Ketua Dekranasda Tapanuli Utara Satika Simamora Nikson, dalam sambutannya di depan Ketua Umum SMSI Firdaus, Ketua SMSI Sumut Erris Julietta Napitupulu, dan tamu lainnya yang hadir ke kampung tersebut mengatakan pangsa pasar ulos di tingkat nasional sangat besar. Harganya pun tidak main-main. Mulai 700 ribu hingga 15 juta rupiah.
Terdapat berbagai jenis tenun yang dikerjakan oleh pengrajin ulos Batak. Seperti tenun tumtuman, pucca, harungguan, ragi huting, sibolang rasta, bintang maratur, sedum, ulos sibolang, ulos ragi hotang, ulos ragi hidup, ulos sedum besar, ulos sedum mini, dan ulos bintang maratur.

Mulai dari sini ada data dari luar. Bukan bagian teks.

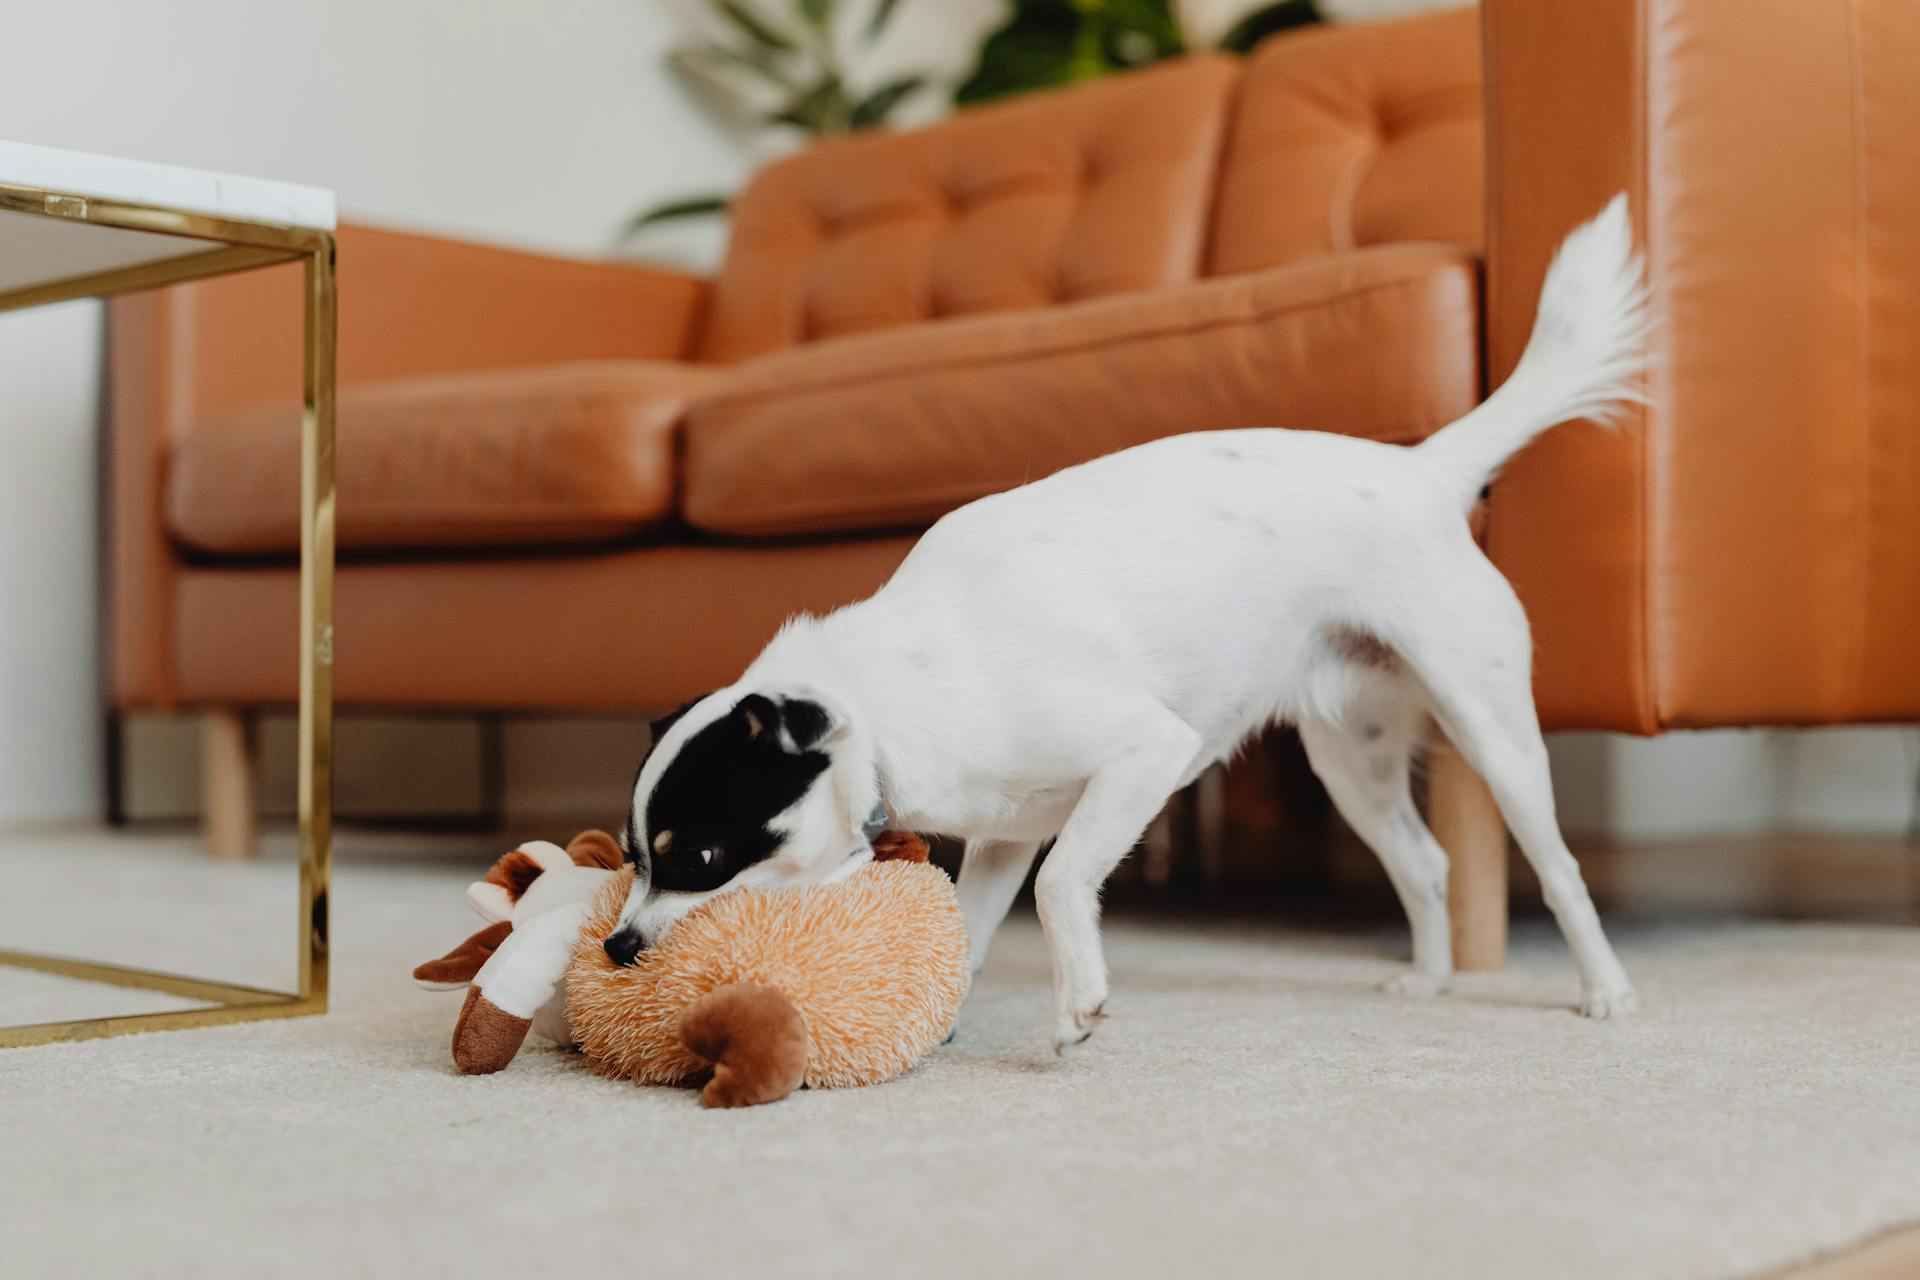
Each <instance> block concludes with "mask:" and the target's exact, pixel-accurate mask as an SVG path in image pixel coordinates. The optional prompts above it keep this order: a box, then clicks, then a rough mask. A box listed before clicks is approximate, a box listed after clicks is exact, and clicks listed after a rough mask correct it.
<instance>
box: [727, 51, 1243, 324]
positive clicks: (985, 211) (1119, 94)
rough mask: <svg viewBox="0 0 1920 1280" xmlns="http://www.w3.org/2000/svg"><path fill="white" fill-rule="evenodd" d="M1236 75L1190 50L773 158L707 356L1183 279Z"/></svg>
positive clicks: (734, 218) (1199, 267)
mask: <svg viewBox="0 0 1920 1280" xmlns="http://www.w3.org/2000/svg"><path fill="white" fill-rule="evenodd" d="M1238 71H1240V67H1238V63H1236V61H1231V59H1225V58H1187V59H1181V61H1175V63H1167V65H1162V67H1154V69H1150V71H1140V73H1133V75H1123V77H1114V79H1108V81H1098V83H1094V84H1089V86H1085V88H1075V90H1068V92H1052V94H1037V96H1033V98H1023V100H1016V102H1010V104H1004V106H989V107H977V109H972V111H964V113H960V115H956V117H954V119H950V121H945V123H941V125H935V127H931V129H922V130H914V132H899V134H864V136H856V138H845V140H835V142H826V144H820V146H814V148H810V150H806V152H803V154H799V155H793V157H787V159H781V161H776V163H774V165H768V167H766V169H762V171H760V175H758V177H755V178H753V182H751V184H749V186H747V190H745V192H743V194H741V196H739V200H737V201H735V205H733V240H732V246H730V249H728V259H726V265H724V269H722V273H720V280H718V284H716V290H714V297H712V311H710V313H708V324H707V334H705V342H703V351H701V353H703V357H705V359H712V361H737V359H747V357H753V355H762V353H766V351H778V349H781V347H789V345H795V344H803V342H814V340H820V338H837V336H845V334H858V332H868V330H877V328H889V326H897V324H910V322H914V320H929V319H939V317H948V315H970V313H977V311H1008V309H1020V307H1044V305H1048V303H1062V301H1077V299H1081V297H1098V296H1104V294H1123V292H1131V290H1144V288H1156V286H1165V284H1175V282H1181V280H1192V278H1194V276H1198V274H1200V267H1202V255H1204V251H1206V238H1208V225H1210V221H1212V203H1213V180H1215V165H1217V161H1219V152H1221V138H1223V130H1225V123H1227V111H1229V106H1231V96H1233V88H1235V81H1236V79H1238Z"/></svg>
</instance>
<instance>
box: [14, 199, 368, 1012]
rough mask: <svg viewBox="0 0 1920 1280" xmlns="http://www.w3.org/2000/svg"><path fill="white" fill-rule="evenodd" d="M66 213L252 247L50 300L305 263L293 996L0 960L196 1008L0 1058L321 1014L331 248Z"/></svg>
mask: <svg viewBox="0 0 1920 1280" xmlns="http://www.w3.org/2000/svg"><path fill="white" fill-rule="evenodd" d="M0 198H6V200H0V205H4V207H13V205H19V207H21V209H25V211H38V209H40V207H46V200H44V194H42V192H13V190H12V188H6V190H0ZM77 207H81V209H83V211H84V213H81V217H83V219H84V221H92V223H104V225H111V226H127V228H138V230H157V232H161V234H190V236H213V238H228V236H230V238H234V242H236V244H240V246H252V249H248V251H246V253H238V251H236V253H238V255H227V253H204V255H198V257H190V259H182V263H179V265H165V267H163V269H156V271H142V273H132V274H129V273H119V274H109V276H100V278H90V280H81V282H75V284H69V286H61V290H60V294H58V297H88V296H100V294H109V292H121V290H125V288H150V286H156V284H167V282H175V280H186V278H198V276H204V274H213V273H217V271H230V269H236V267H253V265H263V263H271V261H292V259H296V257H298V259H301V261H303V265H305V288H303V297H305V320H307V324H305V380H303V395H301V399H303V407H301V428H300V443H301V466H300V986H298V990H294V992H273V990H261V988H255V986H240V984H232V983H215V981H205V979H192V977H179V975H171V973H154V971H150V969H131V967H125V965H108V963H94V961H86V960H65V958H58V956H36V954H29V952H12V950H0V965H15V967H23V969H35V971H40V973H52V975H58V977H69V979H83V981H92V983H109V984H115V986H132V988H140V990H157V992H163V994H171V996H180V998H188V1000H204V1002H207V1007H200V1009H173V1011H165V1013H129V1015H121V1017H94V1019H81V1021H65V1023H33V1025H27V1027H0V1048H15V1046H27V1044H54V1042H60V1040H94V1038H98V1036H119V1034H129V1032H136V1031H177V1029H186V1027H217V1025H225V1023H244V1021H255V1019H267V1017H300V1015H305V1013H324V1011H326V958H328V885H330V879H332V848H334V823H332V793H334V365H336V351H338V303H336V292H334V238H332V236H330V234H326V232H317V230H305V228H263V226H252V225H234V223H223V221H219V219H205V217H200V215H186V213H175V211H167V209H140V207H129V205H113V203H109V201H94V203H92V205H86V203H84V201H83V203H81V205H77ZM121 276H127V278H121ZM50 299H54V296H48V297H40V296H38V294H35V296H31V297H25V301H21V299H19V297H13V299H8V297H0V309H12V307H13V305H29V303H38V301H50Z"/></svg>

Tidak hanya tersedia dalam bentuk selendang dan sarung, ulos juga sudah dibuat pakaian seperti jaket bomber khas.
Ulos bukan sekadar kain biasa. kain tersebut memiliki jiwa. Bila tidak dipakai, meskipun dimiliki sebagai koleksi, maka jiwanya akan mati. Tapi bila dipakai dalam aktivitas sehari-hari, maka jiwanya akan hidup dan terus memanggil-manggil.
Demikian kata Satika memberikan perumpamaan bahwa sebagai kain tradisional etnik, ulos harus dipakai supaya diketahui oleh orang banyak. Harus dipakai dalam banyak aktivitas, agar orang tertarik dan membelinya.
Di Tapanuli Utara terdapat 11 ribu pengrajin tenun ulos. Jumlah tersebut yang sudah terdata karena telah memiliki kartu tanda penduduk. Masih banyak yang belum didata bersebab masih berusia muda.
Dalam setahun, potensi ekonomi tenun mencapai 1 triliun rupiah. Nyaris setara dengan jumlah APBD Tapanuli Utara.
Huta Nagodang yang merupakan desa wisata, sekaligus ibukota Kecamatan Muara, bukan saja memiliki ulos. Di desa tersebut juga tersedia ragam potensi lainnya. Mulai dari alamnya yang indah di tepian danau Toba, situs-situs sejarah yang berkaitan dengan leluhur, serta kekayaan kebudayaan selain ulos.
Wisata di Huta Nagodang telah dikelola secara formal oleh kelompok sadar wisata (pokdarwis) yang diberi nama sama dengan kampung tersebut. Mereka bertugas mengembangkan potensi desa supaya menghasilkan pundi-pundi rupiah bagi warga huta setempat.